During the experiment, we randomly select 300 images as a test set and 600 as a validation set from the small dataset, and all the remaining images are trained as a training set.

4.2. Experimental Comparison

The paper compares our model with the state-of-the-art detection model Faster-RCNN for small object detection. In the process of model training, our model and Faster-RCNN model use the alternate training method. Firstly, we train the RPN network and use the RPN network as a pretraining network to train the detection network. Then we repeat the above steps to get the final detection model. In the training process, we have 40000 iterations for the RPN network and 20000 iterations for the detection network. The final accuracy of the detection is shown in Table 4.

With the increase in the number of iterations of the training network, different models will show different detection results. In the experiment, we also try to increase the number of iterations; that is, the RPN network iterates 60000 times and the detection network iterates 30000 times. The results obtained are shown in Table 5.

We can find that the detection accuracy is stable when the number of iterations of RPN network is 40000 and the number of iterations of detection network is 20000 from the above experiments. The accuracy of our model is better than that of Faster-RCNN for all types of objects. The part renderings of the objects detection are shown in Figure 5.

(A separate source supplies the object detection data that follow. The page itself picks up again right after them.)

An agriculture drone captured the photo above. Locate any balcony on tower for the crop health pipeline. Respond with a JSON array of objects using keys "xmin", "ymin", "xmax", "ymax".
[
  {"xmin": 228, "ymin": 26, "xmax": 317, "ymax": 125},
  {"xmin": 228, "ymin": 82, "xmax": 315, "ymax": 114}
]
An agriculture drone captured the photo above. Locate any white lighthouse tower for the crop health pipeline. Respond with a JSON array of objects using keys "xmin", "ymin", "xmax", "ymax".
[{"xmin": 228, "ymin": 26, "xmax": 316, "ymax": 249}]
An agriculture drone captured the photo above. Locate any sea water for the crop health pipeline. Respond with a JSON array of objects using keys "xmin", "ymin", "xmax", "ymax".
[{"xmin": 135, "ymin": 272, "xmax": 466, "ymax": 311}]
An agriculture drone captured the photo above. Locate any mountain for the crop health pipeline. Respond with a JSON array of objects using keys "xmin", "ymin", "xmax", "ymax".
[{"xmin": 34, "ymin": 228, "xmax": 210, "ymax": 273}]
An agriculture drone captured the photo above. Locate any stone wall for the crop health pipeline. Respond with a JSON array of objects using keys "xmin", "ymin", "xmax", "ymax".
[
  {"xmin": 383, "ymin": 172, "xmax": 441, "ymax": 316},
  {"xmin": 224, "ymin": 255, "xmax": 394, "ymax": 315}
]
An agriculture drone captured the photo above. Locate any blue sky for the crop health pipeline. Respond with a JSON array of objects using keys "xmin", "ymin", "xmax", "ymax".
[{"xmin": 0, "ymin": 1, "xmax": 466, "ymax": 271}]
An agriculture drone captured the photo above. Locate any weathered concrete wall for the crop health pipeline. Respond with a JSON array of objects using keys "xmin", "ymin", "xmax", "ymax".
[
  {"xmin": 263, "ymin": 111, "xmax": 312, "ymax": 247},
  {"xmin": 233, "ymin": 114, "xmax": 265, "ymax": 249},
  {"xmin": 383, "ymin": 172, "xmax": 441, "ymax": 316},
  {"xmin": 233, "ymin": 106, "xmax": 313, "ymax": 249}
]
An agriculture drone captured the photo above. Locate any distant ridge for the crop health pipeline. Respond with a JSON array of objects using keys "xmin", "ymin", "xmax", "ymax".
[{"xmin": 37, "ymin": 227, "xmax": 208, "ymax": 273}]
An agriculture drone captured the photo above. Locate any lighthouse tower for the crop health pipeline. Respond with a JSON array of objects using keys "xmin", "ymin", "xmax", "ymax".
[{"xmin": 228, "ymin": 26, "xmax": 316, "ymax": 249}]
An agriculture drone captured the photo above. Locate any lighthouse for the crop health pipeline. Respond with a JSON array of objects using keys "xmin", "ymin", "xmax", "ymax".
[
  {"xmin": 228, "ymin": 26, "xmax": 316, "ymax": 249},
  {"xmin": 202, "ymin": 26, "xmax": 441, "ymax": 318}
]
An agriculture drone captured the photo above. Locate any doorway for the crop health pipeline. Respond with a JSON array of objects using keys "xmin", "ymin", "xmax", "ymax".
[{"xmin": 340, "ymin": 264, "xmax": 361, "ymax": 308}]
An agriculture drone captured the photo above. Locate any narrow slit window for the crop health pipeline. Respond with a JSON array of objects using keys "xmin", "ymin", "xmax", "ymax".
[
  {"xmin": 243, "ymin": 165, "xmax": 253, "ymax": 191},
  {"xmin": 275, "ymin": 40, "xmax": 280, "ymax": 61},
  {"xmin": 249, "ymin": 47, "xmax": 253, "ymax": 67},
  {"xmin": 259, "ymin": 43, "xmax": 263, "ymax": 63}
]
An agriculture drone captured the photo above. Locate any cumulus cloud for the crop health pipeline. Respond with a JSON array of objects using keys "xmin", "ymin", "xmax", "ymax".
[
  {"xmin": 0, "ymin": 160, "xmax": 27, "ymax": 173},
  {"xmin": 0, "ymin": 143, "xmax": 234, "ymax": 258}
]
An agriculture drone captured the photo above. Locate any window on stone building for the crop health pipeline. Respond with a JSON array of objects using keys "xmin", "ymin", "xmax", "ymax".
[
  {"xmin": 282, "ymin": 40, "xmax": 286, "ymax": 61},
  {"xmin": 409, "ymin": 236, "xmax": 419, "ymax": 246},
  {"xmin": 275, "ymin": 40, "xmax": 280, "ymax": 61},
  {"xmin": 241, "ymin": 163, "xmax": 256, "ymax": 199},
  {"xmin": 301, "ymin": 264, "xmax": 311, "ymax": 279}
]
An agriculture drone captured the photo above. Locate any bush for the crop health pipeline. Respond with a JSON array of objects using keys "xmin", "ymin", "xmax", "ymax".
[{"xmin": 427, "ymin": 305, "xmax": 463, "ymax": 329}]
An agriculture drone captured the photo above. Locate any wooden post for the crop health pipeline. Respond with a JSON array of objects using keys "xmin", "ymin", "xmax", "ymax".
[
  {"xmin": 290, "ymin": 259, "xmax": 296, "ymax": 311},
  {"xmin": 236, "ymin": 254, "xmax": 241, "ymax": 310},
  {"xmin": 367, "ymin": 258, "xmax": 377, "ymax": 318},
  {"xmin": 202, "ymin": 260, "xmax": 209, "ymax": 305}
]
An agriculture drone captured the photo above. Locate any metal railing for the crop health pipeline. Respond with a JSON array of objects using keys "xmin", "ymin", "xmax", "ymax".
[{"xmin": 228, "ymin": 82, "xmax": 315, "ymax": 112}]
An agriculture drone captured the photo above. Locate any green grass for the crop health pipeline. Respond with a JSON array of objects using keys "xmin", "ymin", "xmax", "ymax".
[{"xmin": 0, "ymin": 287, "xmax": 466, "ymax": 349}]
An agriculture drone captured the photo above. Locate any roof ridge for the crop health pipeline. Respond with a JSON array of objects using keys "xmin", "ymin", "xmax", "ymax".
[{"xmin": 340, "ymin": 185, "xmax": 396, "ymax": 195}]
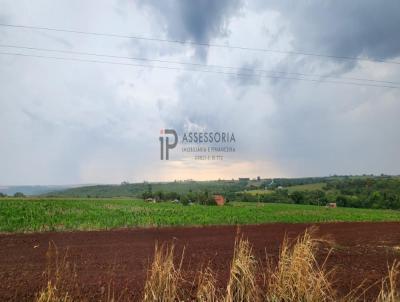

In order to further detect the robustness of the model, we also detect the remote sensing images in real environment. The remote sensing image dataset comes from the Google map and the insulators of the field transmission line are photographed by the UAV (unmanned aerial vehicle). Because the images in real environment have the characteristics of changeable light, complex background, and incomplete objects, we try to take all the special cases into consideration during the building the dataset. Experiments show that our proposed detection model has better detection results in small objects detection in real environment. The part renderings of the objects detection are shown in Figure 6.

5. Conclusions

Small objects are very difficult to detect because of their lower resolution and larger influence of the surrounding environment. The existing detection models based on deep neural network are not able to detect the small objects because the features of objects that are extracted by many convolution and pooling operations are lost. Our model not only ensures the integrity of the feature of the large object but also preserves the full detail feature of the small objects by extracting the multiscale feature of the image. So it can improve the accuracy of the detection of the small objects.

The GANs (Generative Adversarial Nets) have been widely applied to the game area and achieved good results [29]. For future work we believe that investigating more sophisticated techniques for improving the accuracy of small object detection, including the Generative Adversarial Nets, will be beneficial. Existing object detection usually detects small objects through learning representations of all the objects at multiple scales. However, the performance is usually limited to pay off the computational cost and the representation of the image. In the future, we address the small object detection problem that internally lifts representations of small objects to “super-resolved” ones, achieving similar characteristics as large objects and thus being more discriminative for detection. And finally, we use the adversarial network to train the detection model.

Data Availability

The data used to support the findings of this study are available from the corresponding author upon request.

Conflicts of Interest

The authors declare that they have no conflicts of interest.

Acknowledgments

This work was supported by the National Natural Science Foundation of China under Grants nos. 61662033 and 61473144, Aeronautical Science Foundation of China (Key Laboratory) under Grant no. 20162852031, and the Special Scientific Instrument Development of Ministry of Science and Technology of China under Grant no. 2016YFF0103702.